Now consider the response of Ipso, the Independent Press Standards Organisation, which was set up after the Leveson Inquiry and is supposed to monitor standards in the newspapers it regulates. 

The body, chaired by a former Conservative peer, Lord Faulks, has been monitoring the JC for some time due to the significant number of complaints about the paper dating back to 2019. 

In 2022, he refused to launch a standards inquiry, arguing a) that the paper had a new owner and b) that the staff had undergone Ipso training. It is not clear that Lord Faulks had any idea who the owner was. 

Fast-forward to 2025. Once again, Ipso has considered investigating the JC but, once again, decided against it. The JC apparently told Ipso’s top sleuths that the explanation for its catastrophic mistake was “unexpected staff absences.” 

After talking to JC staff, Ipso felt it had a “good understanding of what had occurred and why.” It does not let us into the secret. 

It noted that—as in 2022—JC staff had agreed to more Ipso training—yes, even more Ipso training. Perhaps including how to make better staff rotas. 

Nothing to see here, move along now. 

The Leveson Inquiry sat for 100 days, produced a report of around 2,000 pages and cost around £5m. A new regulator, Ipso, was the main outcome—a body with supposedly more bite than its toothless predecessor, the Press Complaints Commission, and the power to launch investigations where there are patterns of editorial concern. It can theoretically fine publishers up to £1m. 

In fact, in its 10 years of existence, it has launched no standards investigations and fined no one. 

You would not guess from Ipso’s most recent statement that the successful mission to plant a story in the JC appears to have owed more to black ops than rota mishaps. Indeed, there is nothing at all about the massive Shin Bet inquiry into the affair, or the political background in Israel. 

In deciding not to launch a standards inquiry into the paper in 2022 Lord Faulks took great comfort from the new ownership of the JC. Does he have any idea who they are? If so, should he not tell us? If not, why should he place any trust in them?

Did Jake Wallis Simons jump, or was he pushed? If Lord Faulks has asked, he does not tell us. Who appointed the new editor, Daniel Schwammenthal? Companies House tells us that the two current directors are [Lord] Ian Austin, a former Labour MP, and Jonathan Kandel, a “senior tax consultant.” Was it them? Or the owner?

Do Messrs Austin and Kandel have overall editorial control? If not, who does? The Ipso report suggests neither man was spoken to. Did anyone speak to Robbie Gibb, who quit shortly before the fabricated report was published?

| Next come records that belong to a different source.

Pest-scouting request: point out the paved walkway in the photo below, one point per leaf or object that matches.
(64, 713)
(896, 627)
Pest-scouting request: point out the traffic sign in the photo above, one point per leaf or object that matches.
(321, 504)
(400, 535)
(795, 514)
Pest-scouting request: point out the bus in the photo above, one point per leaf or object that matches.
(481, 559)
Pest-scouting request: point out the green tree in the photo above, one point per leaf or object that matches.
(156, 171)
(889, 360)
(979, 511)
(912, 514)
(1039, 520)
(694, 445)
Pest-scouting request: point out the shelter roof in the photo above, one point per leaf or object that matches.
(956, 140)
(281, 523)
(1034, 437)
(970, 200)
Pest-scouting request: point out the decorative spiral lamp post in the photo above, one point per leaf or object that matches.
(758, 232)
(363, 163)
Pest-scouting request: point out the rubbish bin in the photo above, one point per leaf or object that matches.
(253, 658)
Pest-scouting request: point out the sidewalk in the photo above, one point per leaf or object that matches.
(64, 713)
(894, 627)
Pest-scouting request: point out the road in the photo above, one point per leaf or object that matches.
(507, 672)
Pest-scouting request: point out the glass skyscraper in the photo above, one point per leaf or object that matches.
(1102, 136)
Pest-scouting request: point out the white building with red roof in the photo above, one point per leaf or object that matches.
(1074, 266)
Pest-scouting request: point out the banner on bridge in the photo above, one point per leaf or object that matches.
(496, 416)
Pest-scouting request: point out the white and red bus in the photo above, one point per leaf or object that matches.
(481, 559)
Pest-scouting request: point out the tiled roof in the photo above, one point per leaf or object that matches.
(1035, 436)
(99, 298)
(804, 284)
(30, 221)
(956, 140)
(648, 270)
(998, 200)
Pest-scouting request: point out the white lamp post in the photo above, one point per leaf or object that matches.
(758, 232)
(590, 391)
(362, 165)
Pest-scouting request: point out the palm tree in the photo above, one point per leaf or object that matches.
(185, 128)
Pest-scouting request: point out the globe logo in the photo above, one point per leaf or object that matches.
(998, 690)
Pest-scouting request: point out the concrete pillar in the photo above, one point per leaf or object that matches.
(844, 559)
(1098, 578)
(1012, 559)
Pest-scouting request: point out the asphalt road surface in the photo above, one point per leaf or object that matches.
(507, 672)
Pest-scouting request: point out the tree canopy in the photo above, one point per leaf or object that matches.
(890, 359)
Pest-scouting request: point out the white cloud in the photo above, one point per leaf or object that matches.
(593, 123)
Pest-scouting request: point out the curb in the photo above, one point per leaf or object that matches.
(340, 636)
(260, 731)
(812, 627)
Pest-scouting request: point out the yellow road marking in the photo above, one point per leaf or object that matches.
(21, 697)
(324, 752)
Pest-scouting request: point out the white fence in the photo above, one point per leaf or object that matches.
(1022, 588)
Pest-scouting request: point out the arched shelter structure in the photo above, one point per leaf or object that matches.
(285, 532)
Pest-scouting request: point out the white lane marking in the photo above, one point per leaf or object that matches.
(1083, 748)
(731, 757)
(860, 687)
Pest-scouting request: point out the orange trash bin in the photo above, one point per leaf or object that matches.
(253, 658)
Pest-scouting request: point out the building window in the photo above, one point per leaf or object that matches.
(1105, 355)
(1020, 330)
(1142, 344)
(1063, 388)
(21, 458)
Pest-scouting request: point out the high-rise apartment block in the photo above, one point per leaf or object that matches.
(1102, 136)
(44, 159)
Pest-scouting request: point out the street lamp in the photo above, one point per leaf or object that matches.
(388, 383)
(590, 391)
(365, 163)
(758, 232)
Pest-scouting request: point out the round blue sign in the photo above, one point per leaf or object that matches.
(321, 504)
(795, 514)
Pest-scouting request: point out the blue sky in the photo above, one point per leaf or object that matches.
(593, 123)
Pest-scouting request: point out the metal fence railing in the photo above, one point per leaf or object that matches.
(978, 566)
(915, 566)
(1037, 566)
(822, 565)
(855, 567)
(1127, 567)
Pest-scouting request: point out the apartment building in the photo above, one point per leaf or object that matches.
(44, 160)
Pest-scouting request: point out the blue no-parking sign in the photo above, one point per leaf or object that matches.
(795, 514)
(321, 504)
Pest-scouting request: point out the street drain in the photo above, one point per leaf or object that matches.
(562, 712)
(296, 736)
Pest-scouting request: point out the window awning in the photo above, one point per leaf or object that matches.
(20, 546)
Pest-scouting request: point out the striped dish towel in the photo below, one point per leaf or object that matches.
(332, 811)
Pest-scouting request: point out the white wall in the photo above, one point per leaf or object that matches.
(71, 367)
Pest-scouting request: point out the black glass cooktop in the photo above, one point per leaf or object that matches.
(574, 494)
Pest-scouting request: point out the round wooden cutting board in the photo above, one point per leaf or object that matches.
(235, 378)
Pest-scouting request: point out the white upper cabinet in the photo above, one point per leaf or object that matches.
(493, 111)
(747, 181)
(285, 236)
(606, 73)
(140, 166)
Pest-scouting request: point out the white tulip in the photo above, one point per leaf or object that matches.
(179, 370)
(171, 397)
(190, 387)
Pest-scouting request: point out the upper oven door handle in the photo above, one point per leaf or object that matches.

Lord Austin takes a keen interest in the BBC’s coverage of Israel, recently demanding that executives who oversaw a recent much-criticised Gaza programme “should be sacked for the very serious professional and moral failings.” But of the professional and moral failings of the JC he has to date said nothing. 

Did Lord Faulks’s team of investigators speak to any of the four distinguished columnists—David Baddiel, Jonathan Freedland, David Aaronovitch and Hadley Freeman—who refused to go on writing for the paper after the Elon Perry debacle? Their concerns about the standards at the paper went far beyond one dud article. 

What about speaking to another contributor (for more than 50 years), Professor Colin Schindler, who also decided he could no longer write for the paper after discovering a “darker side” to the fabricated story? He wrote: “This whole sorry affair reflected the JC’s unquestioning willingness to accept anything that chimed with its sensationalist agenda.” 

At the time he quit, Freedland wrote: “The latest scandal brings great disgrace on the paper—publishing fabricated stories and showing only the thinnest form of contrition—but it is only the latest. Too often, the JC reads like a partisan, ideological instrument, its judgements political rather than journalistic.”

In his letter to Wallis Simons he added: “The problem in this case is that there can be no real accountability because the JC is owned by a person or people who refuse to reveal themselves. As you know, I and others have long urged transparency, making that case to you privately—but nothing has happened.”

And now nothing has happened all over again. There is still no real accountability. Looks like Lord Leveson was wasting his time.